Litter Localization – Team Cobot

Fall 2019 Implementation

The flight data – images, metadata (RTK GPS of the UAV, attitude, and altitude) is stored on the UAV onboard computer in a time-stamped folder via trigger of a ROS service call on the UAV onboard computer from the server. After the UAV scout operation, the rosbags are transferred to the server via wireless secure copy (scp).

The figure below shows the localization pipeline. The rosbags from the UAV are processed to extract images, and metadata. The images are passed to the computer vision subsystem and corresponding litter pixel coordinates are obtained. Those pixel coordinates are then used to compute the world coordinates of the litter items using the formula in the second figure below.

K – camera intrinsics, which are obtained by calibrating the UAV onboard camera
R – Rotation matrix of the camera on the UAV
T – The x, y, z translation of the camera from the UAV center
u, v – Litter pixels in an image
X, Y, Z – Litter position in world coordinates (m)

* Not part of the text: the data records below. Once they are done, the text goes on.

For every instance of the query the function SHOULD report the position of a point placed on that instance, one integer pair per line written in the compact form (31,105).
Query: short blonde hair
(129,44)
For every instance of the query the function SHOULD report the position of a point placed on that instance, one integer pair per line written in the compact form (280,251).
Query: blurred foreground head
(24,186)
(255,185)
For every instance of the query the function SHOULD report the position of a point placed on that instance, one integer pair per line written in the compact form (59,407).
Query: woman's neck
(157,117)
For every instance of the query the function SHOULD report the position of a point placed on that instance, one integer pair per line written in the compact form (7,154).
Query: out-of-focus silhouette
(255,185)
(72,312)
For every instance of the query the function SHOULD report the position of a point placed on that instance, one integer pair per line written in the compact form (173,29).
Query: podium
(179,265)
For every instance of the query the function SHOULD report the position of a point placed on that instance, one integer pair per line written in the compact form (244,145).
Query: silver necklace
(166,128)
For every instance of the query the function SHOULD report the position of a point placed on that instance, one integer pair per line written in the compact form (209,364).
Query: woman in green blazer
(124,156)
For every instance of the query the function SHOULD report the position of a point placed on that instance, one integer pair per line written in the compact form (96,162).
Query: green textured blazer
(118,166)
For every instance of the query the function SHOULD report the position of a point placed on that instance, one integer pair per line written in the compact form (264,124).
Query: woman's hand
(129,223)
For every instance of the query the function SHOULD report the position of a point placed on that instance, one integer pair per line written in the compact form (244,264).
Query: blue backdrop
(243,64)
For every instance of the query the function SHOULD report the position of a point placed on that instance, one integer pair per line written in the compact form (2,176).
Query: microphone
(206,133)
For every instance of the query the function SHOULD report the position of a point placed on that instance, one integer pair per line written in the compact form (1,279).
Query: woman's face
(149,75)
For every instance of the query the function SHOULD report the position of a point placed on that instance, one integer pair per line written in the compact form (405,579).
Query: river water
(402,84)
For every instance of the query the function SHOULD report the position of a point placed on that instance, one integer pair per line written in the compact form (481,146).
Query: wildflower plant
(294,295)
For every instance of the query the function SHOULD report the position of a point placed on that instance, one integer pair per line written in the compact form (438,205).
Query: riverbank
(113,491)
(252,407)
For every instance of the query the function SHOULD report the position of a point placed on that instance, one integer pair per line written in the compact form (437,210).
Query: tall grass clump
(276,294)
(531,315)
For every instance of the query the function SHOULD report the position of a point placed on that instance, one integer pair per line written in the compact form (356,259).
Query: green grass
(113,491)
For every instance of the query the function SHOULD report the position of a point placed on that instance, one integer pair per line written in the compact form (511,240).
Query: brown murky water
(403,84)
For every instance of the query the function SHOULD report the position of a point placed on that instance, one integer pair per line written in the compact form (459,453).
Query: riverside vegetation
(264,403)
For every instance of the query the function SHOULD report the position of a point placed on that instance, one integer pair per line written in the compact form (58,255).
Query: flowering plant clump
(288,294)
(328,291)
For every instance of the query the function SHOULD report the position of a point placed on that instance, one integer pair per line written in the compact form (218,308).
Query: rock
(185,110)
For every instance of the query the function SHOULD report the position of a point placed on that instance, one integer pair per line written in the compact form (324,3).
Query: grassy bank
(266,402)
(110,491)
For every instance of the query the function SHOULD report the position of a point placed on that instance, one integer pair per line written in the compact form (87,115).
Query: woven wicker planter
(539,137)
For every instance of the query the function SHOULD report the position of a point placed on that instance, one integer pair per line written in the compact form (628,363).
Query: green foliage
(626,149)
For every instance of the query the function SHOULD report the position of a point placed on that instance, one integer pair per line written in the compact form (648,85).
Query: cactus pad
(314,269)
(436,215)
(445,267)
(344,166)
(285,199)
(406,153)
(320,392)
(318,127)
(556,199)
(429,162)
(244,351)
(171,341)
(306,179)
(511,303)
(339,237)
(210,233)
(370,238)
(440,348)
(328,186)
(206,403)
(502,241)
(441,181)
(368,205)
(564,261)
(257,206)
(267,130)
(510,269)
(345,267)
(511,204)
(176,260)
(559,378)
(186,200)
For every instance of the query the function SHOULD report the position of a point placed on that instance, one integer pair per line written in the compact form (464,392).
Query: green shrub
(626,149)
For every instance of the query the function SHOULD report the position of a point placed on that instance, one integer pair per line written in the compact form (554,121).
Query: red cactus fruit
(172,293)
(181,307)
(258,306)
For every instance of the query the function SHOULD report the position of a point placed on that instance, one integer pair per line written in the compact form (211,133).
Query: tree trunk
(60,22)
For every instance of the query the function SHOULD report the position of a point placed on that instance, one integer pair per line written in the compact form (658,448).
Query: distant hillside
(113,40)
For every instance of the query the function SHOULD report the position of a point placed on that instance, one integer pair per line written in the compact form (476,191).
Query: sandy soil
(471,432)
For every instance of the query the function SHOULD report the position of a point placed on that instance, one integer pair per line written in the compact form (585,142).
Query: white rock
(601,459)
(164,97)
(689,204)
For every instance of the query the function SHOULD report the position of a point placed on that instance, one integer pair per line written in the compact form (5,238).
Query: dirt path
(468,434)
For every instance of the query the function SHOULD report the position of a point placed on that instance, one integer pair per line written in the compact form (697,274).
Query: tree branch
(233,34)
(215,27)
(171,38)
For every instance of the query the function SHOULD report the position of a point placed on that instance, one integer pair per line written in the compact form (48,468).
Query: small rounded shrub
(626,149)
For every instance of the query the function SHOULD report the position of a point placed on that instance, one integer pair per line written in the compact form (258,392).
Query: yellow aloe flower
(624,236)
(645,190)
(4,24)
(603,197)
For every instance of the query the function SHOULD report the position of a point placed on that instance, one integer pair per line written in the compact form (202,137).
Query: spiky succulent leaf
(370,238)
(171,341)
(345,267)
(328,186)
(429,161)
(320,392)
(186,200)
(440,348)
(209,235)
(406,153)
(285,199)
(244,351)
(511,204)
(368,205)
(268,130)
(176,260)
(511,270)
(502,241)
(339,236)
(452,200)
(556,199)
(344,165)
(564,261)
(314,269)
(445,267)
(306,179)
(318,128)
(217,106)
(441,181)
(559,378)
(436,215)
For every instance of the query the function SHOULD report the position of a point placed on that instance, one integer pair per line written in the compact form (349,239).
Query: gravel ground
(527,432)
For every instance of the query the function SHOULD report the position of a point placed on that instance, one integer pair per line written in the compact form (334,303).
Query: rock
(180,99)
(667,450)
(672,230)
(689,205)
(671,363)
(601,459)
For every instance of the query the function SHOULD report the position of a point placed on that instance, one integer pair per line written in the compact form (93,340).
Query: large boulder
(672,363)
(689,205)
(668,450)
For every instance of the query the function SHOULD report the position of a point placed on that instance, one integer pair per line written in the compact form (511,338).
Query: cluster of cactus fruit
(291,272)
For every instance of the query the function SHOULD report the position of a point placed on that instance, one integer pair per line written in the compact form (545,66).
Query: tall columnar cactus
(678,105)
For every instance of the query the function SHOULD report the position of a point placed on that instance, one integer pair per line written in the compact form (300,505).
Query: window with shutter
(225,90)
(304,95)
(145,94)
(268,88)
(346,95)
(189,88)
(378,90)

This process is repeated for every litter object detected in every image. This results in a series of localized points in the world coordinate frame (denoted by the gray ‘+’ marks in the figure below). As you can see, distinct clusters start to form as the same item in multiple images is localized to roughly the same real-world coordinate. Using this aggregated data, we use K-means clustering to determine how many clusters there are in the environment and compute their cluster centers. This gives us an estimated value of each litter object’s actual location by taking the mean across multiple observations, thus reducing our error. The red marks in the figure denote the estimate litter locations, and as you can see, they are roughly in the center of the clusters.